Artificial Intelligence without Using Ontological Data about a Presupposed Reality

Georgeon Olivier L.
Mille Alain
Gay Simon L.
Language of the article : French
Product variations: 

Numerical(PDF)

Paper format

This paper introduces an original model to provide software agents and robots with the capacity of learning by interpreting regularities in their stream of sensorimotor experience rather than by exploiting data that would give them ontological information about a predefined domain. Specifically, this model pulls inspiration from: a) the movement of embodied cognition, b) the philosophy of knowledge, c) constructivist epistemology, and d) the theory of enaction.
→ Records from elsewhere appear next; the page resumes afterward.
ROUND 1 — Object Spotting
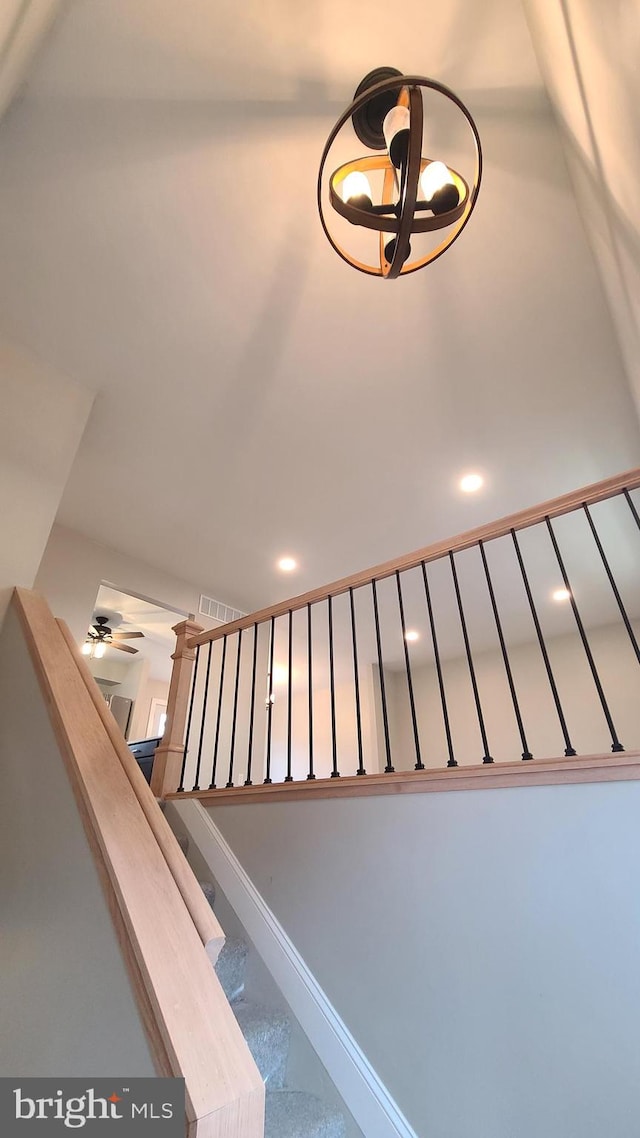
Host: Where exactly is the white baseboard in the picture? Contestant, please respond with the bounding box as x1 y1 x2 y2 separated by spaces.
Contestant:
172 799 417 1138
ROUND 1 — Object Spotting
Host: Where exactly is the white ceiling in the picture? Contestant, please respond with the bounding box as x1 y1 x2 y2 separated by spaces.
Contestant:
0 0 640 610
Respectively to these four influences: a) Our agents discover their environment through their body’s active capacity of experimentation. b) They do not know their environment “as such” but only “as they can experience it”. c) They construct knowledge from regularities of sensorimotor experience. d) They have some level of constitutive autonomy. Technically, this model differs from the traditional perception / cognition/action model in that it rests upon atomic sensorimotor experiences rather than separating percepts from actions. We present algorithms that implement this model, and we describe experiments to validate these algorithms. These experiments show that the agents exhibit a certain form of intelligence through their behaviors, as they construct proto-ontological knowledge of the phenomena that appear to them when they observe persistent possibilities of sensorimotor experiences in time and space. These results promote a theory of artificial intelligence without ontological data about a presupposed reality. An application includes a more robust way of creating robots capable of constructing their own knowledge and goals in the real world, which could be initially unknown to them and un-modeled by their designers.